The community’s parks and recreation offerings will undergo perhaps the greatest transformation.
“The recreation improvements are massive, with profound regional impact,” he said.
The city has received about $1 million in grants to help pay for the extension of the Genesee Valley Trail from Flint Township to Elms Park, and is now poised to begin the construction process – finally – after about four years of preparation.
“That’s a big deal,” said Zettel. “There may be some delays on that just because of the bidding timeline and trying to coordinate all three (grants), but we should be able to start those projects.”
City officials also expect to have the disc golf course ready for play on Bristol Road, just west of the GM facility. The land recently was dubbed Otterburn Park, in honor of the whistle-stop that once existed in the area. (Some old-timers may recall referring to the GM facility as the Otterburn plant, as well.)
Infrastructure also remains a focal point going into 2021.
Work will continue on Oakview and Chelmsford drives, which will receive both road improvements and water main upgrades, as well as Bristol and Morrish roads, where water main work will take place.
“It’s going to be kind of a crazy year,” Zettel remarked. “We will be spending a lot of taxpayer dollars, but a lot of grant money, too.”
That includes about $4.5 million in grants and bond money from the U.S. Department of Agriculture, which goes toward the water main work.
In January, the city will award the engineering contract for a federally-funded project to rehabilitate Morrish Road between Bristol and Miller roads. Deep mill and resurface work should begin in 2022.
“That’s what’s already in the pipeline, the stuff we’re very happy about,” Zettel said.
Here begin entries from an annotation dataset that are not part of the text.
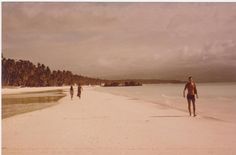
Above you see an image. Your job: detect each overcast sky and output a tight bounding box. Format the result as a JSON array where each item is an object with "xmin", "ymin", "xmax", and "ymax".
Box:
[{"xmin": 2, "ymin": 2, "xmax": 236, "ymax": 81}]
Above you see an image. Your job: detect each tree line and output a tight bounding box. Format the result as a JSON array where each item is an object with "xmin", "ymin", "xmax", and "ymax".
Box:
[{"xmin": 2, "ymin": 57, "xmax": 107, "ymax": 87}]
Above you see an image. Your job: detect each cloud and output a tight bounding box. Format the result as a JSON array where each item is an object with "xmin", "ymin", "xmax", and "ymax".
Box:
[{"xmin": 3, "ymin": 2, "xmax": 236, "ymax": 81}]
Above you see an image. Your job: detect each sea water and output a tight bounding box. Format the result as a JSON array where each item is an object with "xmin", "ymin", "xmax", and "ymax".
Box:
[{"xmin": 96, "ymin": 83, "xmax": 236, "ymax": 123}]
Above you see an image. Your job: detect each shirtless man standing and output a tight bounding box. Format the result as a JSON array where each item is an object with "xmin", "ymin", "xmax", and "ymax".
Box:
[{"xmin": 183, "ymin": 76, "xmax": 198, "ymax": 117}]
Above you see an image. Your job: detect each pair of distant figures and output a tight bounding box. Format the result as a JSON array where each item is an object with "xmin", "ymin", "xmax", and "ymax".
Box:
[
  {"xmin": 70, "ymin": 85, "xmax": 83, "ymax": 100},
  {"xmin": 70, "ymin": 76, "xmax": 198, "ymax": 117}
]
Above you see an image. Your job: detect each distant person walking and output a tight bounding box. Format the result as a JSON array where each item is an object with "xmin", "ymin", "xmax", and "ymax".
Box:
[
  {"xmin": 77, "ymin": 84, "xmax": 83, "ymax": 98},
  {"xmin": 183, "ymin": 76, "xmax": 198, "ymax": 117},
  {"xmin": 70, "ymin": 85, "xmax": 74, "ymax": 100}
]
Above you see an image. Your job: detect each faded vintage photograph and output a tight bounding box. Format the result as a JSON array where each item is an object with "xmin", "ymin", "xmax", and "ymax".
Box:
[{"xmin": 1, "ymin": 1, "xmax": 236, "ymax": 155}]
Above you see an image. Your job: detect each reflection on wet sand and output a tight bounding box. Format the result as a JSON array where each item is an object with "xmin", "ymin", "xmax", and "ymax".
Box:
[{"xmin": 2, "ymin": 90, "xmax": 65, "ymax": 119}]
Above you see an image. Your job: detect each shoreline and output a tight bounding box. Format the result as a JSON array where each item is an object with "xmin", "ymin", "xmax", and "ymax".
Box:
[
  {"xmin": 2, "ymin": 88, "xmax": 236, "ymax": 155},
  {"xmin": 2, "ymin": 88, "xmax": 66, "ymax": 119}
]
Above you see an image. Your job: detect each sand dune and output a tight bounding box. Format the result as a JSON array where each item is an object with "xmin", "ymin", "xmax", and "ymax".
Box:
[{"xmin": 2, "ymin": 88, "xmax": 236, "ymax": 155}]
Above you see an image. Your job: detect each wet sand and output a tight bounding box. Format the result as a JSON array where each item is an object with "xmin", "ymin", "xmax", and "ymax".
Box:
[
  {"xmin": 2, "ymin": 88, "xmax": 236, "ymax": 155},
  {"xmin": 2, "ymin": 90, "xmax": 65, "ymax": 119}
]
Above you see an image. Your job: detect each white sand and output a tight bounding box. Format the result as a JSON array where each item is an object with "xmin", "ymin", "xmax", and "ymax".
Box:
[{"xmin": 2, "ymin": 89, "xmax": 236, "ymax": 155}]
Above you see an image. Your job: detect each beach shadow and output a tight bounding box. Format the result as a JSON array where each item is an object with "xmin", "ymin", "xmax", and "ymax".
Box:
[{"xmin": 150, "ymin": 115, "xmax": 189, "ymax": 118}]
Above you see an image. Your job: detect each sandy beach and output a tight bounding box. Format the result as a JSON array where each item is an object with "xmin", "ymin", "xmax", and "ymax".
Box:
[{"xmin": 2, "ymin": 88, "xmax": 236, "ymax": 155}]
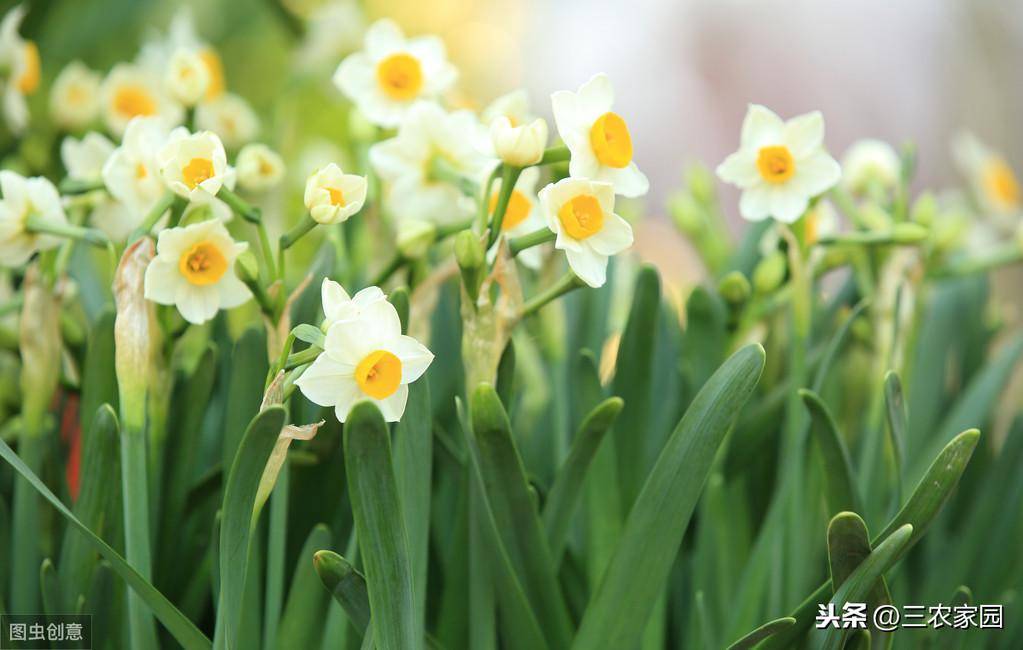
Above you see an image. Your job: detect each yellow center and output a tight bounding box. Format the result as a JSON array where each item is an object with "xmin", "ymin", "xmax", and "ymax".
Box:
[
  {"xmin": 198, "ymin": 47, "xmax": 225, "ymax": 99},
  {"xmin": 984, "ymin": 159, "xmax": 1020, "ymax": 206},
  {"xmin": 178, "ymin": 242, "xmax": 227, "ymax": 287},
  {"xmin": 114, "ymin": 86, "xmax": 157, "ymax": 118},
  {"xmin": 757, "ymin": 144, "xmax": 796, "ymax": 183},
  {"xmin": 376, "ymin": 53, "xmax": 422, "ymax": 101},
  {"xmin": 17, "ymin": 41, "xmax": 40, "ymax": 95},
  {"xmin": 326, "ymin": 187, "xmax": 345, "ymax": 208},
  {"xmin": 558, "ymin": 194, "xmax": 604, "ymax": 240},
  {"xmin": 589, "ymin": 113, "xmax": 632, "ymax": 168},
  {"xmin": 355, "ymin": 350, "xmax": 401, "ymax": 399},
  {"xmin": 490, "ymin": 189, "xmax": 533, "ymax": 230},
  {"xmin": 181, "ymin": 158, "xmax": 214, "ymax": 189}
]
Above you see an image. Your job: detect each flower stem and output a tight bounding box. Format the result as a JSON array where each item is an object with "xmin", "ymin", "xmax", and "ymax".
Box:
[
  {"xmin": 519, "ymin": 271, "xmax": 585, "ymax": 318},
  {"xmin": 508, "ymin": 228, "xmax": 558, "ymax": 257}
]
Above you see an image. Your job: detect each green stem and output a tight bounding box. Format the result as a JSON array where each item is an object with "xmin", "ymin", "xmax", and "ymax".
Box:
[
  {"xmin": 519, "ymin": 271, "xmax": 585, "ymax": 318},
  {"xmin": 487, "ymin": 165, "xmax": 522, "ymax": 250},
  {"xmin": 508, "ymin": 228, "xmax": 558, "ymax": 257}
]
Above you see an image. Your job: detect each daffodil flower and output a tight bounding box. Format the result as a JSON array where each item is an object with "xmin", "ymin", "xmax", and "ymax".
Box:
[
  {"xmin": 159, "ymin": 127, "xmax": 228, "ymax": 203},
  {"xmin": 305, "ymin": 163, "xmax": 367, "ymax": 224},
  {"xmin": 0, "ymin": 4, "xmax": 41, "ymax": 133},
  {"xmin": 550, "ymin": 74, "xmax": 650, "ymax": 197},
  {"xmin": 333, "ymin": 18, "xmax": 458, "ymax": 127},
  {"xmin": 145, "ymin": 219, "xmax": 252, "ymax": 323},
  {"xmin": 50, "ymin": 60, "xmax": 100, "ymax": 130},
  {"xmin": 369, "ymin": 101, "xmax": 496, "ymax": 223},
  {"xmin": 0, "ymin": 170, "xmax": 68, "ymax": 267},
  {"xmin": 717, "ymin": 104, "xmax": 842, "ymax": 223},
  {"xmin": 295, "ymin": 292, "xmax": 434, "ymax": 422},
  {"xmin": 100, "ymin": 63, "xmax": 184, "ymax": 137},
  {"xmin": 540, "ymin": 178, "xmax": 632, "ymax": 288}
]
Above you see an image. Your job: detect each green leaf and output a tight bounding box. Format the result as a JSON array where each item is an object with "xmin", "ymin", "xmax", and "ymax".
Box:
[
  {"xmin": 215, "ymin": 406, "xmax": 284, "ymax": 650},
  {"xmin": 344, "ymin": 401, "xmax": 422, "ymax": 650},
  {"xmin": 313, "ymin": 551, "xmax": 369, "ymax": 635},
  {"xmin": 727, "ymin": 616, "xmax": 796, "ymax": 650},
  {"xmin": 543, "ymin": 397, "xmax": 624, "ymax": 564},
  {"xmin": 276, "ymin": 524, "xmax": 331, "ymax": 648},
  {"xmin": 470, "ymin": 384, "xmax": 572, "ymax": 648},
  {"xmin": 816, "ymin": 524, "xmax": 913, "ymax": 650},
  {"xmin": 0, "ymin": 440, "xmax": 210, "ymax": 650},
  {"xmin": 572, "ymin": 345, "xmax": 764, "ymax": 650},
  {"xmin": 799, "ymin": 388, "xmax": 859, "ymax": 514},
  {"xmin": 760, "ymin": 429, "xmax": 980, "ymax": 650}
]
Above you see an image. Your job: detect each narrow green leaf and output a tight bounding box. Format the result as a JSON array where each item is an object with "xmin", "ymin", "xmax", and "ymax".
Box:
[
  {"xmin": 816, "ymin": 524, "xmax": 913, "ymax": 650},
  {"xmin": 543, "ymin": 397, "xmax": 624, "ymax": 564},
  {"xmin": 799, "ymin": 388, "xmax": 859, "ymax": 514},
  {"xmin": 276, "ymin": 524, "xmax": 331, "ymax": 648},
  {"xmin": 344, "ymin": 402, "xmax": 422, "ymax": 650},
  {"xmin": 470, "ymin": 384, "xmax": 572, "ymax": 648},
  {"xmin": 727, "ymin": 616, "xmax": 796, "ymax": 650},
  {"xmin": 0, "ymin": 440, "xmax": 211, "ymax": 650},
  {"xmin": 217, "ymin": 406, "xmax": 284, "ymax": 650},
  {"xmin": 572, "ymin": 345, "xmax": 764, "ymax": 650}
]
City officials remain optimistic about seeing some movement at the former Sports Creek Raceway, and they expect the new owners will begin reinvesting in that property by the end of 2021.
“We will be working with them to repurpose the site if things don’t work out with racing,” Zettel said. “They want to make it productive and make it an economic benefit for the region.”
In terms of potential redevelopment and job creation, the next incarnation of the raceway will weigh heavily as the Planning Commission and City Council revisit the city’s Master Plan.
The central business district will get a little more attention, as well.
“We do have a lot of movement downtown,” Zettel said. “While some longtime businesses have moved on, closed or their owners retired, we’re seeing a whole new generation of local ownership, stewardship and innovation.”
The old Assenmacher/ Lovegrove building is under new ownership, and plans to transform the building are “robust,” Zettel said. In addition, business owners Dawn and Erik Jamison continue to improve the properties they have acquired. The Jamisons own Great Lakes Smoothie Co., Hank and Don’s bar, the former library/Trecha building on Holland Drive, and the adjacent house.
There is considerable interest in repurposing the building previously occupied by Dave’s Pizzeria.
“I’ve gotten a lot of calls about some very interesting hospitality businesses there,” Zettel said.
Throughout the forward movement, concerns about the economy and the effect of the pandemic remain.
“We worry about the economy,” Zettel said. “We worry about people’s wellbeing. There is some uncertainty there. We are navigating very carefully. We obviously have great concerns about the fiscal integrity of Michigan and cities. We just don’t know what’s going to happen.
“So, we are proactively tightening our general fund budget belt, anticipating we will see flat or decreasing taxable values, reductions in state revenue sharing. It is worth noting, however, that all signs indicate a robust local economy.”
The city is aptly positioned to weather the cloud of economic uncertainty.
“Part of our goal going through the budget season is to be frugal and thoughtful about our position in the world,” Zettel said. “If things work out, that’s awesome. If not, it’s a good thing we planned. I think one of our goals is to be one of the most efficient cities in the state. And I think we’ve shown that. We’ve paid off debts, and taken on beneficial bonds and partnerships.
“To be able to invest in streets, water main and economic development … that will all make the community a better place in future. Doing so without having crippling debt or massive operational costs is a good thing. I think they’ve been able, behind the scenes, to grapple with debt while still making sound investments.”